Thursday, July 14, 2011

Rain and Regulations - They're killing small farms

I feel like Winnie the Pooh in the story "Winnie The Pooh and the Blustery Day. When I was a little girl we had this on a 45 (record) and had a read along book that slipped into the record jacket. It wasn't until I was in my teens I even discovered it was a cartoon. But I remember reading along and had it all memorized.

It's still raining. The sand in the ring has gone beyond it's saturation point now and there are a few inches sitting on the surface. Every depression is filled with water and it's still raining. But still, we're luckier than some who are having terrible flooding this year and more rain still falling.

This is not a good year for farmers and for many it's now too late to try planting a crop, even if the ground was dry enough to be workable with machinery, which it is not. But how would you feel if you were just growing veggies one day and the local government came in and told you that you couldn't do it anymore. Well, I posted in the Fall that Lantzville Council was telling a local farm couple, Dirk Becker and Nicole Shaw that they can't raise food anymore on their rural acreage for sale. I'm sorry to say that they're still battling it out.

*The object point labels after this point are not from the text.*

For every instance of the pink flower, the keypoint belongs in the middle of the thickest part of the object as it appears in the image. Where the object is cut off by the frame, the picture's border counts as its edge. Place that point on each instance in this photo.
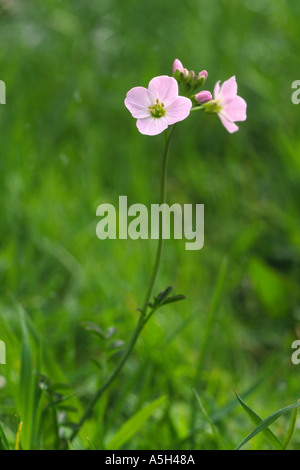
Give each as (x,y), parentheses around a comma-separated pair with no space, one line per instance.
(203,74)
(177,65)
(158,106)
(230,106)
(203,96)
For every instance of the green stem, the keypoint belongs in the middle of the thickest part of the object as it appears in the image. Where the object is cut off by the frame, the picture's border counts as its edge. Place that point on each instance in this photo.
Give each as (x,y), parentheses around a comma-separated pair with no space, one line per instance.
(143,318)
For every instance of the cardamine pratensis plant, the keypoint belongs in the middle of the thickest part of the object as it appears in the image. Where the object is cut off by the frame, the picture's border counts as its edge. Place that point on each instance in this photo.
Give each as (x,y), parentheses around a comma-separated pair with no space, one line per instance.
(158,109)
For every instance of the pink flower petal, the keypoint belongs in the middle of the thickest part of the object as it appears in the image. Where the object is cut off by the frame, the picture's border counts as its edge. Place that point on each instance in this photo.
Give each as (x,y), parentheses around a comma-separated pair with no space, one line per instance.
(137,101)
(151,125)
(230,126)
(203,96)
(235,110)
(217,90)
(164,88)
(177,65)
(229,88)
(178,110)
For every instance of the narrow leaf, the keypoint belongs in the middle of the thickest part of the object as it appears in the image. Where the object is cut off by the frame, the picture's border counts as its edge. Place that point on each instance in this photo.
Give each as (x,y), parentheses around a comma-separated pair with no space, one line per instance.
(274,441)
(291,428)
(4,445)
(130,428)
(267,422)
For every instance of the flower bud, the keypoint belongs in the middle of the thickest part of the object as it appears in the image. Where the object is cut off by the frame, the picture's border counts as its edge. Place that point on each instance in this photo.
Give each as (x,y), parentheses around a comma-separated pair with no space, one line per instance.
(177,65)
(203,97)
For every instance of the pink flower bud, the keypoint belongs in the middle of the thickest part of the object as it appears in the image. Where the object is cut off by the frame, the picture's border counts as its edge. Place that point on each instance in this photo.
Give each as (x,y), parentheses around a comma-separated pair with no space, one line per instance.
(203,96)
(203,74)
(177,65)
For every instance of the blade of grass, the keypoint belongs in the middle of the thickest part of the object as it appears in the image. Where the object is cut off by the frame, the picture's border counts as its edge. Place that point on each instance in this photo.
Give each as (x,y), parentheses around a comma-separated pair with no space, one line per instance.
(266,423)
(291,428)
(209,421)
(130,428)
(26,385)
(17,445)
(274,441)
(4,445)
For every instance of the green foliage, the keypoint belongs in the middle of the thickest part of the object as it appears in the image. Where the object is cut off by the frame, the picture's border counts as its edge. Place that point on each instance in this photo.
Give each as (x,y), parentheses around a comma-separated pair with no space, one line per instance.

It's bad enough to have to battle pests, weather, and other natural conditions without authorities causing a problem too. They say they support local agriculture although they certainly have a lot of work to do to prove that to voters. I understand that some neighbours want cute lawns and they tell him he should move further into the country. Well why doesn't anyone suggest that it's not husbanding of land to waste it under a lawn. And if these people want nice landscaping why don't THEY move into town? See my next post on City People in the Country

It makes it harder and harder to feed ourselves and have some surplus left to benefit others. This is just one case of regulations that don't have any foresight. Can't we look at where the population is going? 7 billion people this year. That's more mouths to feed. So how can WE increase OUR food security? This applies in Australia, Canada, US, UK, France, Israel, Germany.....everywhere, not just India or China or Africa. In a world where the Monsanto giants are trying to take over, how do we little guys fight back to keep options available for our children?

I'm not advocating keeping cows in the city. I'm advocating land use regulations that recognize the importance of small growers and producers to our communities food security. That educate people who decide to live in the country as to what is normal agricultural practice such as manure spreading. Living in the country is not all strolls down country lanes. We should be putting land in the Agricultural Land Reserve and indeed all rural and farm-able land, to good use. Over time even marginal land can be made productive. When Stephen and I get our own place we'll actually get to see the benefits of manures and compost over time, and I can hardly wait! But dealing with regulations can be a pain in the neck. Even in a distinctly rural province like Nova Scotia, there are localized rural areas that do not allow livestock. They've missed the point of understanding that animals fertilize the ground which grown their food, which in turn grows more food...see it's an endless cycle, or it should be at any rate.

Here's Dirk Becker's news story.

And if you think that seems dumb, watch this Police Raid in an Organic Co-op.

Nicole Shaw has written about her experiences dealing with Lantzville here and it's definitely worth a read.

Yikes! And it's getting worse all the time. But keep your chins up my gardening friends, the tide will turn before you know it and we'll be popular again. Or if the world goes to pot we'll still have food and the ability to be able to grow more next year next year. Community and victory gardens are making a slow comeback.

We have to stand up for our rights to choose what we grow and how. It's our lunch after all! And it's not even the giants like the FDA or Monsanto who cause problems. Sometimes self suffiency people squabble. Take the Dervaes Family for example. They got a copyright on the phrase "Urban Homesteading" and now lots of people using this common phrase are getting cease and desist letters. It's ridiculous. They went from being heroes in the eyes of most small producers and gardeners to being villains.

I guess when it comes down to it, it's all about being a good neighbour. Both to those who live close to you physically, those who rely on your farm's produce and those who live with you on the planet.

More tomorrow on what we want in a house.

Enough ranting, I'm starting to nod off onto my computer. TTYL

1 comment:

  1. You have got to be kidding me. Copyright on "urban homesteading"?!?!?! Can you even do that? I wonder if i could use "urbanish homesteading"?

    One again i have to quote albert einstein. "only two things are infinite, the universe and human stupidity. And i'm not too sure about the universe" or something to that effect.